Top 5 financial posts of the trading week 11/2024
Summary of the trading week in 5 posts with the most interactions on X
In this series, I’ve been bringing out 5 financial posts of the week with the largest number of interactions from my feed on the X platform. I am aware that not everybody uses X regularly so I thought it could provide some value to your analysis, and investment process.
Weekly performance. In the below attachment you can see last week’s performance of the major US indexes, the VIX volatility index, Bitcoin, and gold. After higher-than-expected CPI and PPI inflation data in the US last week, the US stocks held pretty well and ended the week slightly lower with Small Caps (Russell 2000) underperforming. Going forward, this week will be very intensive in terms of the market-moving events with the most important - the Fed meeting coming up on Wednesday.
Last week, a lot of attention (as usual) had the S&P 500 index performance, and more importantly, the wedge pattern it has been holding for the last several months. At the time of writing, the S&P 500 futures are up +1% and it looks like the wedge has not broken down yet.
Notable bankruptcy filings update. In the US there were 85 bankruptcies in February and January, lower than in 2023. When looking at even larger corporates, there have been 29 global defaults year to date, the highest since the Great Financial Crisis.
As liquidity has been the main driver in the markets (see second attachment below) it is key to be aware of the Fed’s recent program coming to an end. The so-called Bank Term Funding Program initiated in March 2023 has come to an end on Monday, March 11.

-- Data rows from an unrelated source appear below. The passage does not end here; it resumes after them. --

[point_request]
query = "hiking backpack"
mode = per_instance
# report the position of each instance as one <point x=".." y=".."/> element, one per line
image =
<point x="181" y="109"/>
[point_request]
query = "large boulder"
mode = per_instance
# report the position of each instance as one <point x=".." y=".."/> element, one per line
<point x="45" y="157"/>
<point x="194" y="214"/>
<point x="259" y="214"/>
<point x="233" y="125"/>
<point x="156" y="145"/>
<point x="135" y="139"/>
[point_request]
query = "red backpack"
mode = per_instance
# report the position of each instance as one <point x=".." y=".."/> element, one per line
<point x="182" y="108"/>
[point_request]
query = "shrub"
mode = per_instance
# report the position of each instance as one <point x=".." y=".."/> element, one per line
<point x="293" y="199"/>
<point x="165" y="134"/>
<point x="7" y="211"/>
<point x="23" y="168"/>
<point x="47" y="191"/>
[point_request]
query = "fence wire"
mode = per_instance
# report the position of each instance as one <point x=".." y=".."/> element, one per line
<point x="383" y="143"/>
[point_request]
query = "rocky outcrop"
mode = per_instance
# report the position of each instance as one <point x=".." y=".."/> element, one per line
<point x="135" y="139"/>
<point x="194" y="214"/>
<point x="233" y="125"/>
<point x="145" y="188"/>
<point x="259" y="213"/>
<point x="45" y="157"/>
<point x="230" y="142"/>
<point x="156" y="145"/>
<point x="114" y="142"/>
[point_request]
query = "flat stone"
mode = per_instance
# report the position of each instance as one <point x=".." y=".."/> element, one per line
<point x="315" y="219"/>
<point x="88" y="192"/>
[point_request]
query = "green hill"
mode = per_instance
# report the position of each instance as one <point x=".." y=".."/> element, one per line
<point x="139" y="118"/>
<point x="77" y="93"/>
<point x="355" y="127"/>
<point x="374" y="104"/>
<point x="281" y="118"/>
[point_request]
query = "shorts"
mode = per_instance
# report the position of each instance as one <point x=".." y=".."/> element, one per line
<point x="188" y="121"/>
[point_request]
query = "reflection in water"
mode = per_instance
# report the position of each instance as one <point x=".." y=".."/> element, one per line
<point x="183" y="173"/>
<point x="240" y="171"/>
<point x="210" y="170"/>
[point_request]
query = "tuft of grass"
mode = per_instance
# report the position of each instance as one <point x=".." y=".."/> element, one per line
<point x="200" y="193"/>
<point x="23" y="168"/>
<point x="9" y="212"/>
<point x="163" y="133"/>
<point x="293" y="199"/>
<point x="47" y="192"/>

“Overall liquidity, as defined by the Fed’s balance sheet, less reverse repos (RRP) less the Treasury’s cash balance at the Fed (TGA), has been rising since mid-2023, taking stocks with it.” Jurrien Timmer, Fidelity
Productivity in the United States, European Union, and the United Kingdom. As per the Financial Times analysis below, the US productivity has risen much faster than in the Eurozone and the UK. The difference is clearly seen since the end of the Great Financial Crisis (2009). Looks like fragmentation in Europe, a slow fiscal policy response, and overregulation have led this economic bloc to a competitive crisis. It is also has been visible in economic growth - GDP numbers over the years.